Seqinfo(genome="ce10")
## Seqinfo object with 7 sequences (1 circular) from ce10 genome:
## seqnames seqlengths isCircular genome
## chrI 15072423 FALSE ce10
## chrII 15279345 FALSE ce10
## chrIII 13783700 FALSE ce10
## chrIV 17493793 FALSE ce10
## chrV 20924149 FALSE ce10
## chrX 17718866 FALSE ce10
## chrM 13794 TRUE ce10
Seqinfo(genome="ce11")
## Seqinfo object with 7 sequences (1 circular) from ce11 genome:
## seqnames seqlengths isCircular genome
## chrI 15072434 FALSE ce11
## chrII 15279421 FALSE ce11
## chrIII 13783801 FALSE ce11
## chrIV 17493829 FALSE ce11
## chrV 20924180 FALSE ce11
## chrX 17718942 FALSE ce11
## chrM 13794 TRUE ce11
Notice the slightly different chromosome lengths! Features from one genome version will not be correctly located on a different genome version.
Our ENSEMBL sequences match “ce11”, also called “WBcel235”. However the chromosome names are slightly different, a common source of pain. See ?seqlevelsStyle
.
Querying GRanges objects
The metadata columns let us query the GRanges, for example for a feature type:
subset(features, type == "CDS")
# Equivalently:
# features[features$type == "CDS"]
## GRanges object with 225595 ranges and 5 metadata columns:
## seqnames ranges strand | type gene_name
## <Rle> <IRanges> <Rle> | <factor> <character>
## [1] V 9246080-9246352 - | CDS aat-2
## [2] V 9245588-9246033 - | CDS aat-2
## [3] V 9245443-9245539 - | CDS aat-2
## [4] V 9244683-9245315 - | CDS aat-2
## [5] V 11470583-11470598 - | CDS aat-6
## ... ... ... ... . ... ...
## [225591] MtDNA 6506-7732 + | CDS nduo-4
## [225592] MtDNA 7845-9419 + | CDS ctc-1
## [225593] MtDNA 9649-10341 + | CDS ctc-2
## [225594] MtDNA 11356-11688 + | CDS nduo-3
## [225595] MtDNA 11691-13271 + | CDS nduo-5
## gene_id transcript_biotype transcript_id
## <character> <character> <character>
## [1] WBGene00000003 protein_coding F07C3.7.1
## [2] WBGene00000003 protein_coding F07C3.7.1
## [3] WBGene00000003 protein_coding F07C3.7.1
## [4] WBGene00000003 protein_coding F07C3.7.1
## [5] WBGene00000007 protein_coding T11F9.4a.1
## ... ... ... ...
## [225591] WBGene00010963 protein_coding MTCE.25.1
## [225592] WBGene00010964 protein_coding MTCE.26.1
## [225593] WBGene00010965 protein_coding MTCE.31.1
## [225594] WBGene00010966 protein_coding MTCE.34.1
## [225595] WBGene00010967 protein_coding MTCE.35.1
## -------
## seqinfo: 7 sequences (1 circular) from an unspecified genome
Note: subset
is a generic R function. It is similar to dplyr’s filter
. The second argument is special, in it you can refer to columns of the GRanges directly.

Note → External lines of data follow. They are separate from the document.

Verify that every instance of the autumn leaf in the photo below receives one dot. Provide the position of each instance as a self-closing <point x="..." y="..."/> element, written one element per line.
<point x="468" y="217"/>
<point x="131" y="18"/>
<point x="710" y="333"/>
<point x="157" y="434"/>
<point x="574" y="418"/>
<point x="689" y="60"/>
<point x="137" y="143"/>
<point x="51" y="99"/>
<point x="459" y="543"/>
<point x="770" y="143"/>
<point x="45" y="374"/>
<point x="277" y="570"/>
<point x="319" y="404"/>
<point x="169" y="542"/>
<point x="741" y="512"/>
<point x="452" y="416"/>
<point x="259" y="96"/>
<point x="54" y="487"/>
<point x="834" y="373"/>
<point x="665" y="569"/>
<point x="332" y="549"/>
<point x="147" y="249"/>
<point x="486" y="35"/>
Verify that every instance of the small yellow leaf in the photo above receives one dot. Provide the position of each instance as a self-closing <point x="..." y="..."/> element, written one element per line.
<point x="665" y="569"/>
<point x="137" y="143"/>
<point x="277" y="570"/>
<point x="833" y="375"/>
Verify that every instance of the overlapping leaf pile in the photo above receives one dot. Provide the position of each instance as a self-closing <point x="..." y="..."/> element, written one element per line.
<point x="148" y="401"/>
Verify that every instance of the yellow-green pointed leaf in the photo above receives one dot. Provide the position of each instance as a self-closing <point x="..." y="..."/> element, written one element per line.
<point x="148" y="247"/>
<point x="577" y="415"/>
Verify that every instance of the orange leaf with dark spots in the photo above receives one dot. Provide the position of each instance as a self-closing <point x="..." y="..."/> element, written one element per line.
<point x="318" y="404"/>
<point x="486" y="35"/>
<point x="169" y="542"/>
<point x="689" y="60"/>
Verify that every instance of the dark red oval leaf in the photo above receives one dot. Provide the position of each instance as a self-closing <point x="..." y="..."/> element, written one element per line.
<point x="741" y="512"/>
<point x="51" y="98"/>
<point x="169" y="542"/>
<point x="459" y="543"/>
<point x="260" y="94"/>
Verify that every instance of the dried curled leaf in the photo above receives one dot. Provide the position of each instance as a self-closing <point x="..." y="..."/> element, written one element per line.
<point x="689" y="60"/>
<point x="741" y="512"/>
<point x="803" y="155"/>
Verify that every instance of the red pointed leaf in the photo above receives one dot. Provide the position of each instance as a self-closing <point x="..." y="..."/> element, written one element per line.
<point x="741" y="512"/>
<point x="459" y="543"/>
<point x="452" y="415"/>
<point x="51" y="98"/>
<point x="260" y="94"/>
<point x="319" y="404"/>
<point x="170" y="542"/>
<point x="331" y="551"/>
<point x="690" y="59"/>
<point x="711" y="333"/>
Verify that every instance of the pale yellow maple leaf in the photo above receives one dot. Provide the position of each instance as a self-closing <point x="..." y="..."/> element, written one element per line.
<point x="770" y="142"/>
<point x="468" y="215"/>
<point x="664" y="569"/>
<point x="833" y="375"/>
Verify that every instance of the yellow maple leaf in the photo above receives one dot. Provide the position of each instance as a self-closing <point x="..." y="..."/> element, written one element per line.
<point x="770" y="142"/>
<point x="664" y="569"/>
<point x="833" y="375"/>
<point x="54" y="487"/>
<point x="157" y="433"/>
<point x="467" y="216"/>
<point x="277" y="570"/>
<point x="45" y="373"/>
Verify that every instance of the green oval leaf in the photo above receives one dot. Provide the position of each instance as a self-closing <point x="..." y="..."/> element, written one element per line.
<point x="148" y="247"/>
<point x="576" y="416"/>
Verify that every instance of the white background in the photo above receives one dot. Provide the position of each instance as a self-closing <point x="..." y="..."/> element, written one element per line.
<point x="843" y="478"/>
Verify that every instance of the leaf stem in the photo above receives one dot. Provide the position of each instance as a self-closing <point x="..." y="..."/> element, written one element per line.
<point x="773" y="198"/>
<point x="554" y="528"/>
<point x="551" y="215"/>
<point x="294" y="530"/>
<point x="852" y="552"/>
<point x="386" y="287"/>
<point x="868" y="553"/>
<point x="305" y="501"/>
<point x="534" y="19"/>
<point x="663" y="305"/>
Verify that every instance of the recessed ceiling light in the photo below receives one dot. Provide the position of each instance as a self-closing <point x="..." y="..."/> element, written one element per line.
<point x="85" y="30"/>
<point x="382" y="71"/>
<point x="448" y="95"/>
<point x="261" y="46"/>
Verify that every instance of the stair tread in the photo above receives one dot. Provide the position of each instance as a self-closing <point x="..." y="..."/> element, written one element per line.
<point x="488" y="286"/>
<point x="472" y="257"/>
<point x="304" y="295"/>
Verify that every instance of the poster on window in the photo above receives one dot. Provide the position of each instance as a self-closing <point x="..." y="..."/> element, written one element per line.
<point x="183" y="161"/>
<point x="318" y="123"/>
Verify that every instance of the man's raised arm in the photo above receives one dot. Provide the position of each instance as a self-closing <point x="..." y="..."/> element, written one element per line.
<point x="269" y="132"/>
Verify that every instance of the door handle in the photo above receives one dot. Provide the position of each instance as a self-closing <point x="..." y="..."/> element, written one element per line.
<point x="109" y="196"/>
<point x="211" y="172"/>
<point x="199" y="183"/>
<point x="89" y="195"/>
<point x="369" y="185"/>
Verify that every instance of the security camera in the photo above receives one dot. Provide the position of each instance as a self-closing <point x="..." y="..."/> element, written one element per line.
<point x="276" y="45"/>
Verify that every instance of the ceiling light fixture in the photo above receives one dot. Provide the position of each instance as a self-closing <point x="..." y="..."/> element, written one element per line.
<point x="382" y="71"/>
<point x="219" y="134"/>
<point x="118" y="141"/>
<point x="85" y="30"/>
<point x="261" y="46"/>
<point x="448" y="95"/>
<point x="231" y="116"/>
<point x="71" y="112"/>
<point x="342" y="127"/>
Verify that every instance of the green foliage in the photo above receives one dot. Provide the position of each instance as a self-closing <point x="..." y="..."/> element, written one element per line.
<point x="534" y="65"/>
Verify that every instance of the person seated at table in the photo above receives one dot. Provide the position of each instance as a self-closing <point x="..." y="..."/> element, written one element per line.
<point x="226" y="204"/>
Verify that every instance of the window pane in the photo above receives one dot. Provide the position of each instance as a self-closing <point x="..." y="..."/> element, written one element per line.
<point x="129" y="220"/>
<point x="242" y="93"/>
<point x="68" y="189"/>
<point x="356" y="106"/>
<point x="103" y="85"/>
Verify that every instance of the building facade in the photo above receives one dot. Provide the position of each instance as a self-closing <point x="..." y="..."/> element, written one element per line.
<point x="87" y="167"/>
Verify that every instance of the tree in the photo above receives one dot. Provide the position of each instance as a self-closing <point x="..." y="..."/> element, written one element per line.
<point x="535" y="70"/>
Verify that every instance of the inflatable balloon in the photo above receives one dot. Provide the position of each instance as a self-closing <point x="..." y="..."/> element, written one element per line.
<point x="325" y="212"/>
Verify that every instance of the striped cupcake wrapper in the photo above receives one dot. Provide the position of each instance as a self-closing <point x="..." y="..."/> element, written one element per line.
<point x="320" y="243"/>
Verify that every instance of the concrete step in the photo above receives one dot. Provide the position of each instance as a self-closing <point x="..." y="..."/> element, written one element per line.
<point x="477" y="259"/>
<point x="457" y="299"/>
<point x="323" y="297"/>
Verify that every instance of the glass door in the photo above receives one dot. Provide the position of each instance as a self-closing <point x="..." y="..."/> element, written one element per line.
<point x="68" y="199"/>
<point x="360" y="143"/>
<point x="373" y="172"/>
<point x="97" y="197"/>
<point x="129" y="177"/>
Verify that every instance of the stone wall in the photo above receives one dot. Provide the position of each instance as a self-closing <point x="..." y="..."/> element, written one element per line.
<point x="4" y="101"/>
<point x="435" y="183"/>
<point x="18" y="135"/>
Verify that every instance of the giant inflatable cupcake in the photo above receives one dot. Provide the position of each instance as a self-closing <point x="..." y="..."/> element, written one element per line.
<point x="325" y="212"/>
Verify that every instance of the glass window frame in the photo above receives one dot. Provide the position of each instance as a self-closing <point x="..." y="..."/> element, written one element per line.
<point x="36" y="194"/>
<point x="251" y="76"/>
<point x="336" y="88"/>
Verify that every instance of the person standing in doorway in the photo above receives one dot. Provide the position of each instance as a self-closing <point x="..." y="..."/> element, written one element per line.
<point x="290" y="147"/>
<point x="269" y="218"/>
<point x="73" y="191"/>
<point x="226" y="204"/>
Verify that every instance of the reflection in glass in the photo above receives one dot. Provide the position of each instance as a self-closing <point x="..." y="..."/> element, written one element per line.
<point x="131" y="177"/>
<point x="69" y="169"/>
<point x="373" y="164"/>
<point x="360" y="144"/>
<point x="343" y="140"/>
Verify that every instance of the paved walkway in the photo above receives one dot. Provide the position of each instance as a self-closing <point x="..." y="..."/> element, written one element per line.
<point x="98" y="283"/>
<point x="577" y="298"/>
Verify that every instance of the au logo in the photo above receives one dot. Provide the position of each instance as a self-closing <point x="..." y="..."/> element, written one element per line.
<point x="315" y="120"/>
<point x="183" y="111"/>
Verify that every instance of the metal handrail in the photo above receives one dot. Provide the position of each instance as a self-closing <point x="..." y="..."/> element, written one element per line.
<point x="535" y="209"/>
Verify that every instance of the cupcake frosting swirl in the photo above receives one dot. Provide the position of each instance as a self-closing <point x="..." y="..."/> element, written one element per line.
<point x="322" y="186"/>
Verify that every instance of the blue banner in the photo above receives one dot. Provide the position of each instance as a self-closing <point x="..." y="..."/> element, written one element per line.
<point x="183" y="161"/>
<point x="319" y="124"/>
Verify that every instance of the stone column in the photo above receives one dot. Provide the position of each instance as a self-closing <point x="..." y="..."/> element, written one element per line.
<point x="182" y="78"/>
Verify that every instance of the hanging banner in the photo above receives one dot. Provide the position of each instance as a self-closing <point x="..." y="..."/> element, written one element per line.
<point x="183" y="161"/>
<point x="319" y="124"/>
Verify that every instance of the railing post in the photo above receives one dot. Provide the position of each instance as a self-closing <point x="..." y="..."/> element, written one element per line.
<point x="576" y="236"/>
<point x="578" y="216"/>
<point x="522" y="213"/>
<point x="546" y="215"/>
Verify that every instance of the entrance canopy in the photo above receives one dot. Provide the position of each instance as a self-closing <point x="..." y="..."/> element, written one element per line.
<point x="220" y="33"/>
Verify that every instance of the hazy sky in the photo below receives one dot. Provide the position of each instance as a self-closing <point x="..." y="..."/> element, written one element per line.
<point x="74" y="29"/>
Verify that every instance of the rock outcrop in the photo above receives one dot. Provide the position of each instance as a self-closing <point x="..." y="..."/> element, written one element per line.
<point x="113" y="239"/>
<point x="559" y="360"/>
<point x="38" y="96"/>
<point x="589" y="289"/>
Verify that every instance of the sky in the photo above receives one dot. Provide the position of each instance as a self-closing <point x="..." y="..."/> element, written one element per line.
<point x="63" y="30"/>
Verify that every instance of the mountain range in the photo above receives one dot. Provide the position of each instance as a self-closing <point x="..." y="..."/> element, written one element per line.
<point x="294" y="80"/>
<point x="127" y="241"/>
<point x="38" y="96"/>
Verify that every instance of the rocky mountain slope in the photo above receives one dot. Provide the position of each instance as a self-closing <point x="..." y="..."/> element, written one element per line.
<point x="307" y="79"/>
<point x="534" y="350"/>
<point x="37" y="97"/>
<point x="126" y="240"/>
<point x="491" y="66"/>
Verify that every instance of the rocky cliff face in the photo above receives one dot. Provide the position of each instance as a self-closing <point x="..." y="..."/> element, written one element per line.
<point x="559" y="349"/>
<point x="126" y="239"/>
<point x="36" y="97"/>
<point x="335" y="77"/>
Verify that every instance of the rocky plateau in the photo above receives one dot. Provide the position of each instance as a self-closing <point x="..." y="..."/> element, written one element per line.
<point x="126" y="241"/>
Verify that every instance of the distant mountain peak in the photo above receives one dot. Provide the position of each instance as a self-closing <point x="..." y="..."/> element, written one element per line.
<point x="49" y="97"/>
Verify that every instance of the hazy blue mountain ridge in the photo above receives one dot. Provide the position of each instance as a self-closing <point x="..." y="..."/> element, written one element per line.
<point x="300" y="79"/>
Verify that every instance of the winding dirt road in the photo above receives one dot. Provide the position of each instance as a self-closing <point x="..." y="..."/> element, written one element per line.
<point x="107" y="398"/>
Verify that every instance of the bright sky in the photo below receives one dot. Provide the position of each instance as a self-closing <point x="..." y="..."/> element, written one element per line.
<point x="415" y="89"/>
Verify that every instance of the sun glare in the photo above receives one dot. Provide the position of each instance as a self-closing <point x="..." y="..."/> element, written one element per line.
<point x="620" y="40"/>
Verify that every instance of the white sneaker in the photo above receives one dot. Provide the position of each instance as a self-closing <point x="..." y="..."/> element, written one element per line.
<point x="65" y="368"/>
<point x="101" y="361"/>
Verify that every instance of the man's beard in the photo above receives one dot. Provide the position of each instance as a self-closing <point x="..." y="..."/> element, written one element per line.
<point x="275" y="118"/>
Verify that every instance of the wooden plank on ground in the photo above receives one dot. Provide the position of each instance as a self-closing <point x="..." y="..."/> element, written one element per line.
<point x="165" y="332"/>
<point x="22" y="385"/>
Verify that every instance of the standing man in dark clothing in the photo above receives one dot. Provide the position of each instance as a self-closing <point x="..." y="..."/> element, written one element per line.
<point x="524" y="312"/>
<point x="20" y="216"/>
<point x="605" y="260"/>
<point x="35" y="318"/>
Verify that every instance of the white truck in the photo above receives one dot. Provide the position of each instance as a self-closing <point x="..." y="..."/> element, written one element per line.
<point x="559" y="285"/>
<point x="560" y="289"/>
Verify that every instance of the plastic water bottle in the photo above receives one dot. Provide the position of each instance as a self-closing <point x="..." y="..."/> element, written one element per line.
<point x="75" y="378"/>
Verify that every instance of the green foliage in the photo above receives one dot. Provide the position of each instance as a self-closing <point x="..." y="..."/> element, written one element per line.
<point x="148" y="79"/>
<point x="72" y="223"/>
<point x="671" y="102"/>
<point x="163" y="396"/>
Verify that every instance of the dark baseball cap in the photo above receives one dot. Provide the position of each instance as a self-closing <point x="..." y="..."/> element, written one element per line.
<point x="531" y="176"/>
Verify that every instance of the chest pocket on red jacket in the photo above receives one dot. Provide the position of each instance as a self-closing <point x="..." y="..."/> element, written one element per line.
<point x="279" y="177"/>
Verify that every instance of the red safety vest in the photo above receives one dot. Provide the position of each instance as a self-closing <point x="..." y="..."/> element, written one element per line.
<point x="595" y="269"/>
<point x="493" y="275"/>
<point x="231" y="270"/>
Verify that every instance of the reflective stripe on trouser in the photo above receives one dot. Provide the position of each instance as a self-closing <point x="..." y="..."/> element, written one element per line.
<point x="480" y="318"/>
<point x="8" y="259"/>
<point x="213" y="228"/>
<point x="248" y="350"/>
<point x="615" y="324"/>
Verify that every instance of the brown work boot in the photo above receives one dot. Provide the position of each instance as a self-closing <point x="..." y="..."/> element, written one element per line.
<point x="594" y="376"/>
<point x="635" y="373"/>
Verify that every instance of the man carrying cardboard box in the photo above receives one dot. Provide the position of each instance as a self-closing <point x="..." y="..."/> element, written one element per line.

Representation of genes in a GTF file
Let’s have a look at the different feature types in a particular gene.
trx1_features <- subset(features, gene_name == "trx-1")
# Equivalently:
# features[features$gene_name == "trx-1" & !is.na(features$gene_name)]
trx1_features
## GRanges object with 25 ranges and 5 metadata columns:
## seqnames ranges strand | type gene_name
## <Rle> <IRanges> <Rle> | <factor> <character>
## [1] II 7752637-7753607 - | gene trx-1
## [2] II 7752637-7753513 - | transcript trx-1
## [3] II 7753283-7753513 - | exon trx-1
## [4] II 7753283-7753489 - | CDS trx-1
## [5] II 7753487-7753489 - | start_codon trx-1
## ... ... ... ... . ... ...
## [21] II 7752637-7752885 - | exon trx-1
## [22] II 7752820-7752885 - | CDS trx-1
## [23] II 7752817-7752819 - | stop_codon trx-1
## [24] II 7753540-7753607 - | five_prime_utr trx-1
## [25] II 7752637-7752816 - | three_prime_utr trx-1
## gene_id transcript_biotype transcript_id
## <character> <character> <character>
## [1] WBGene00015062 <NA> <NA>
## [2] WBGene00015062 protein_coding B0228.5a.1
## [3] WBGene00015062 protein_coding B0228.5a.1
## [4] WBGene00015062 protein_coding B0228.5a.1
## [5] WBGene00015062 protein_coding B0228.5a.1
## ... ... ... ...
## [21] WBGene00015062 protein_coding B0228.5b.1
## [22] WBGene00015062 protein_coding B0228.5b.1
## [23] WBGene00015062 protein_coding B0228.5b.1
## [24] WBGene00015062 protein_coding B0228.5b.1
## [25] WBGene00015062 protein_coding B0228.5b.1
## -------
## seqinfo: 7 sequences (1 circular) from an unspecified genome
look(trx1_features, trx1_features$type)
Look at the different types in the “type” column. Each “gene” may have multiple “transcript” features (isoforms). Each transcript in turn has a set of “exon” features, and if it is a protein coding gene, a set of “CDS” (coding sequence) features. The CDS features cover a subset of the bases covered by the exon features. The “gene_id” and “transcript_id” columns let us know which transcript and gene each exon belongs to.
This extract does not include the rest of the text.